VES film features city on the move
Grad students work together on documentary about new capital of Kazakhstan
A decade ago, the city of Astana was little more than a bleak outpost on the steppe of Kazakhstan. Now it is a bustling metropolis, where the pace of development is so rapid that life can feel like a time-lapse film. Buildings and roads sprout up seemingly overnight. Hammers provide a constant soundtrack. People arrive in droves from across Kazakhstan and from neighboring countries, in search of employment and the chance for a better life.
The tale of Astana’s rise began in 1994, when the Kazakh government elected to move the capital there from Almaty (in the southeastern part of the country). President Nursultan A. Nazarbayev spearheaded the effort, promoting Astana as a more central location having less of an earthquake risk than Almaty. Furthermore, he argued, the new capital would bring much-needed investment to the country’s interior. Others have said the move was actually designed to bring Kazakhs into an area traditionally settled by Russians. Astana became Kazakhstan’s official capital in 1998. Construction began at a furious pace to transform Astana into a cosmopolitan destination — and it hasn’t slackened since.
Maxim Pozdorovkin and Joe Bender, graduate students in Harvard’s Department of Slavic Languages and Literatures and Department of Romance Languages and Literatures, respectively, have captured the city’s dramatic emergence in a documentary film titled “Capital.” The 56-minute piece explores the rapid development from the perspective of several residents, including news anchors, tour guides, and construction workers. The footage is focused on a week of celebrations that marked Astana’s 10th anniversary in July 2008.
“We were fascinated by the idea of a new capital as an icon for a new nation,” says Pozdorovkin, “as well as by the physical process of a city coming into its own through construction and development.”
The Kazakh government, particularly President Nazarbayev, has promoted Astana’s growth as a symbol of progress in the post-Soviet era. Many new buildings, such as the “Palace of Peace and Concord,” are designed to showcase Kazakhstan’s culture and offer a window onto a prosperous future. The government aims to complete construction by 2030, and projects the population will have reached 3 million by that time.
“The government envisions Astana as a fully functioning, super-modern metropolis,” says Pozdorovkin.
Pozdorovkin, who hails from Moscow, has been following the news from Astana for years. In the fall of 2007, he began discussing the possibility of making a film about the Kazakh capital with Bender. Both students have completed a secondary field in Visual and Environmental Studies (VES) and were eager to collaborate on a project. After considering other ideas, they chose Astana and made plans to travel there in the summer of 2008.
“This area of the world was completely new to me,” Bender says, “which is part of what made the project so fascinating. I had been thinking about the theoretical concerns of urban space for a while and the more I learned about Astana, the more interesting and productive the project became.”

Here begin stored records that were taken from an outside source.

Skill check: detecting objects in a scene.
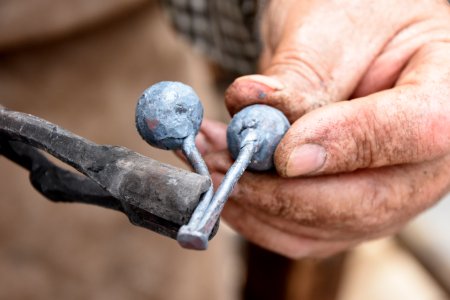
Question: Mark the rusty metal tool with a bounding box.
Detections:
[136,81,289,250]
[0,106,217,238]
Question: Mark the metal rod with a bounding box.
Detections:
[179,135,214,229]
[177,130,259,250]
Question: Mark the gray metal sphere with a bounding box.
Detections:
[136,81,203,150]
[227,104,290,171]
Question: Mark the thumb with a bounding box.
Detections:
[225,0,424,122]
[274,86,450,177]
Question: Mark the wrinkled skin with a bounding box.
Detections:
[197,0,450,258]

Bender took most of the footage in Astana — nearly 94 hours in all — while Pozdorovkin directed, conducted interviews, translated, and negotiated access to monuments and the anniversary celebrations.
“We must have looked like a funny duo,” Bender recalls. “I don’t speak Russian, so I would set up, make myself as unobtrusive as possible, and film everything. Meanwhile, Max was talking to people, pumping them for information, and working to get us closer to the action. We were lucky to have great access to all the events taking place.”
In their approach to filming, Bender and Pozdorovkin drew on the work of Russian documentary filmmaker Dziga Vertov. Vertov felt that film should record “life caught unawares,” or the spirit of the city through the activities of its citizens.
“We were eager to look at the development of the city as an overarching process, but we also wanted to find individual stories within that process which speak to the character of the place, its movement and complexity,” Bender says.
One story line in “Capital” focuses on the tour staff at the Palace for Peace and Concord, designed by British architect Norman Foster. Inside, tourists can see a small-scale model of the future city and climb to the top of the pyramidal building to see its current layout. A photographer who works in front of the palace sums up the spirit of Astana:
“That used to be a field where I picked potatoes,” he says, pointing to the palace. “Now Astana is a pearl in the steppe.”
Bender and Pozdorovkin hope the film will correct misperceptions about Kazakhstan.
“Central Asia remains relatively unknown to the rest of the world,” says Pozdorovkin. “One of the most interesting things about editing the film has been confronting the default assumptions people have about the region.”
“We did have to put up with a lot of ‘Borat’ jokes,” he adds with a chuckle, referring to Sacha Baron Cohen’s comedy film about a fictive Kazakh journalist.
“I hope that viewers will walk away with a sense of place, and an idea for the variety of different relationships people can have to a city,” says Bender. “It is fascinating to consider how citizens respond to, contribute to, critique, or support the project of the city which is really also the project of building the nation.”